May, a 32-year-old father of three from Macon, had been arrested and taken to the Fulton County jail after he was accused of throwing rocks at the windows of the American Cancer Society building downtown. His lawyer, Michael Harper, said May died of cardiovascular collapse due to physical restraints.

Black people are so frustrated and angry with the criminal justice system because of cases like this one. All we want is basic accountability on the police that are supposed to be “protecting us.”

You break the rules or do something wrong, you face the consequences and in too many cases police officers have not.

From the Atlanta Journal-Constitution:

The deputies were identified in the indictment as Arron Cook, Guito Dela Cruz, Omar Jackson, Jason Roache, Kenesia Strowder and William Whitaker.

In the wrongful death complaint Harper filed in 2019, May’s family alleged that he had been taken to the jail after Grady Memorial Hospital physicians diagnosed him with Substance Abuse Psychotic Disorder. Upon his arrival, May told a medical technician with NaphCare, Inc., the jail’s medical provider, that he was suicidal, the suit alleged.

“As opposed to putting Mr. May in the Special Medical Observation Unit at the Fulton County Jail and giving him detoxifying chemical sedation, due to his mental health issues and due to him testing positive for amphetamines, the medical professionals at NaphCare, Inc. released Mr. May to the jail deputies to place Mr. May in a general holding cell,” the complaint stated.

The suit goes on to say that after May allegedly exposed himself while in the holding cell, six deputies from the jail’s Direct Action Response Team unit tased, beat and pepper-sprayed him repeatedly. May was then placed in a restraining chair, a spit mask on his face, and taken to shower for decontamination. After that, the deputies put a hose to May’s face to flush the remaining pepper spray, according to the complaint. May was pronounced dead minutes later.

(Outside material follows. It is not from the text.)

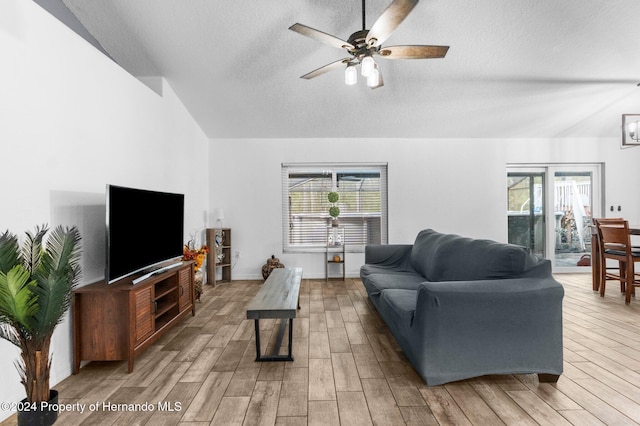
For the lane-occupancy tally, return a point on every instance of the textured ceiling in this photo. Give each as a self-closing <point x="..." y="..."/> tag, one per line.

I can already hear the comments coming. “He was a criminal” and “ he shouldn’t have done those things to the officers.” So that means he should’ve died? In the report by the AJC, May was diagnosed with a mental illness and he told authorities he was “suicidal.”

Shouldn’t he had been treated as such?

Instead, he was put back into the hands of deputies who did not care enough about his life to keep him safe.